We commonly take medications to block the inflammatory effects of omega-fat metabolism. These include ibuprofen and the like, which block enzymes that produce inflammatory molecules. A better solution is to consume fewer fats which initiate this inflammatory pathway.
Foods High in Omega-3
Fish, eggs, shellfish, walnuts, chia, flax, hemp seed, and Brussels sprouts
Another way to define an anti-inflammatory diet is rich in nutrients that can block or reduce inflammatory cytokines. This includes foods containing phytonutrients and certain amino acid-like nutrients.
Phytonutrients are abundant in colorful foods and culinary spices. Eat color and spice and everything nice. Many of these act like anti-oxidants, reducing inflammation by stabilizing reactive oxygen species.
Keep in mind that many phytonutrients are fat-soluble. This means that these foods should be prepared and consumed in the presence of cooking fats to be utilized for cellular processes.

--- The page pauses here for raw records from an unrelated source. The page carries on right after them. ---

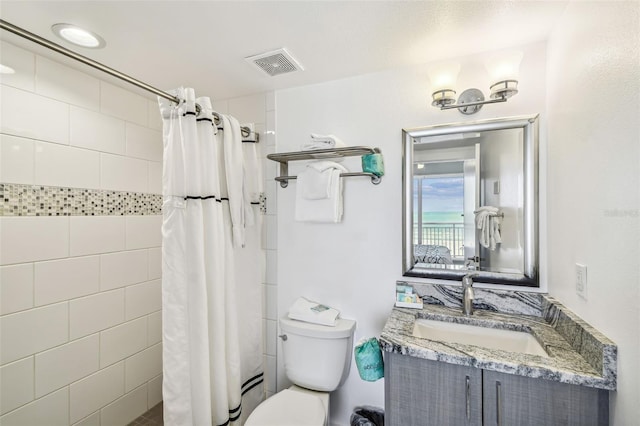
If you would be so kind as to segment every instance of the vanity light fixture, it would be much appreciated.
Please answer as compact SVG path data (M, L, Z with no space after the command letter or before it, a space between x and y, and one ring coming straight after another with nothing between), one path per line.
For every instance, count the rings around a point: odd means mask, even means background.
M102 49L107 44L102 37L93 31L72 24L55 24L51 26L51 31L58 37L80 47Z
M493 55L485 61L485 67L493 84L490 86L490 100L485 100L479 89L467 89L455 101L455 82L460 65L453 63L437 64L428 70L433 93L433 105L436 108L457 108L463 114L475 114L484 104L506 102L518 93L518 69L522 61L521 52L507 52Z

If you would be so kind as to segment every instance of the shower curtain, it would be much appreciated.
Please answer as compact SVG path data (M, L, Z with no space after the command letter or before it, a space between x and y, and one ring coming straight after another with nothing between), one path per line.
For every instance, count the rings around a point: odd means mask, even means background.
M224 131L218 131L209 98L196 99L193 89L172 94L183 101L159 99L164 422L240 425L262 399L261 335L250 336L258 346L240 339L244 323L260 324L261 305L257 318L244 309L235 278L250 212L240 127L223 116ZM259 259L248 261L259 268ZM259 282L241 284L260 298Z

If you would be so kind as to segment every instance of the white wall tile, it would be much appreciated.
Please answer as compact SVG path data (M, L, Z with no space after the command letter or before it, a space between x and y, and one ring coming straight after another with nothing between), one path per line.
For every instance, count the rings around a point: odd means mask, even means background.
M265 333L265 353L267 355L276 356L276 343L277 343L277 323L273 320L266 320L266 333Z
M264 356L264 381L267 392L276 392L276 357Z
M33 264L0 267L0 315L33 307Z
M48 142L35 143L35 184L100 188L100 154Z
M98 335L36 354L36 398L98 371Z
M268 181L265 183L265 193L267 197L266 206L267 214L276 214L278 211L278 193L276 192L276 182Z
M33 401L33 357L0 368L0 415Z
M278 319L278 287L265 284L265 318L270 320Z
M162 374L149 380L147 406L151 409L162 402Z
M162 373L162 345L157 344L125 360L127 392Z
M69 389L60 389L0 417L0 424L3 426L68 426Z
M158 101L147 101L147 114L149 121L147 126L150 129L162 131L162 117L160 116L160 108L158 107Z
M268 111L266 114L267 117L267 127L265 129L266 136L266 145L267 146L275 146L276 145L276 112Z
M243 123L265 122L264 93L229 99L229 114Z
M100 370L69 388L71 423L124 395L124 362Z
M162 216L127 216L127 249L159 247L162 244Z
M0 217L0 264L69 256L69 218Z
M125 426L147 411L147 386L143 385L100 410L103 426Z
M103 254L100 256L100 290L147 281L148 262L146 250Z
M275 250L265 251L267 256L267 276L265 281L267 284L278 284L277 252Z
M0 86L0 131L49 142L69 143L69 105L9 86Z
M146 126L147 101L133 92L100 82L100 111L104 114Z
M100 154L100 187L114 191L148 192L149 162Z
M78 423L73 423L73 426L100 426L100 411L96 411Z
M36 56L36 92L93 110L100 102L97 78L42 56Z
M147 316L147 346L162 342L162 311Z
M35 264L35 305L97 293L100 281L98 256L38 262Z
M124 217L72 216L69 220L71 256L124 250Z
M13 68L14 74L0 74L0 83L33 92L35 90L35 64L33 53L13 44L0 41L2 65Z
M100 367L113 364L147 347L147 318L142 317L100 333Z
M124 289L69 302L69 337L77 339L124 322Z
M67 340L69 313L66 302L5 315L0 318L0 364L52 348Z
M149 281L127 287L125 314L127 321L162 309L162 282Z
M275 215L269 215L265 218L265 226L267 228L267 241L265 248L269 250L278 249L278 220Z
M162 276L162 249L160 247L149 250L149 279L155 280Z
M158 113L159 114L159 113ZM162 161L162 132L127 123L127 156Z
M125 122L95 111L71 107L70 145L124 155Z
M0 135L0 182L32 185L34 152L31 139Z
M162 194L162 163L149 161L149 193Z

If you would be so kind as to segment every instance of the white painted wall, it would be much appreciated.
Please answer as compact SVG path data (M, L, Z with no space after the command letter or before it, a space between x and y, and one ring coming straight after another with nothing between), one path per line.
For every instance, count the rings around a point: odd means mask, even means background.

Foods High in Phytonutrients
Carrots, blueberries, capsaicin, ginger root, beets, leafy greens, tomatoes, garlic, onions, dark chocolate, red wine, and green tea
Culinary Spices High in Phytonutrients
Curcumin (turmeric), black pepper, cloves, cinnamon, oregano, thyme, sage, rosemary, saffron, and tarragon
The amino acid betaine (trimethylglycine, TMG) and nutrient choline are considered anti-inflammatory. While the body synthesizes these compounds on its own, consuming foods high in both is associated with positive outcomes. In the ATTICA study, which comprised 1514 Greek men and 1528 Greek women, those with the highest dietary intakes of choline and betaine also had the best health outcomes based on blood markers of inflammation.
Foods High in Betaine
Spinach, shrimp, wheat bread, and raw mushrooms
Foods High in Choline
Liver, eggs, pork, beef, cod, shrimp, salmon, oat bran, Brussels sprouts, broccoli, and cauliflower
With over 10 years of experience creating nutrition plans for patients, I invite you to create your own personalized nutrition plan with me.
How can I tell if my diet is anti-inflammatory?
Routine blood tests are the best for assessing the inflammatory potential of your diet. Ask your doctor to measure C-reactive protein (hsCRP) and homocysteine. Those with ME/CFS, may also consider adding blood measures for interleukin 6 (IL-6) and tumor necrosis factor-alpha (TNF-a). More specific testing can also be measured via specialty lab by doing a blood spot analysis of omega fats to determine your ratio.
Should I supplement with these in addition to, or instead of, eating them?
That depends. Generally speaking, nutrients are better absorbed and utilized in the body when consumed in their natural state in foods. In some instances, based on lab work and health conditions, the addition of the above in supplement form may be necessary. Those with the highest degree of inflammation such as inflammatory arthritis and MECFS, would likely benefit from supplemental anti-inflammatory support.
References
Tolkien K, Bradburn S, Murgatroyd C (2018) An anti-inflammatory diet as a potential intervention for depressive disorders: A systematic review and meta-analysis. Clin Nutr. pii: S0261-5614(18)32540-8.
Detopoulou P, et al (2008) Dietary choline and betaine intakes in relation to concentrations of inflammatory markers in healthy adults: the ATTICA study. The American Journal of Clinical Nutrition, Vol 87, Issue 2:424–430.
Ingvild Paur, Monica H. Carlsen, Bente Lise Halvorsen, and Rune Blomhoff. Ch 2: Antioxidants in Herbs and Spices: Roles in Oxidative Stress and Redox Signaling. Herbal Medicine: Biomolecular and Clinical Aspects. 2nd edition. Benzie IFF, Wachtel-Galor S, editors. Boca Raton (FL): CRC Press/Taylor & Francis; 2011.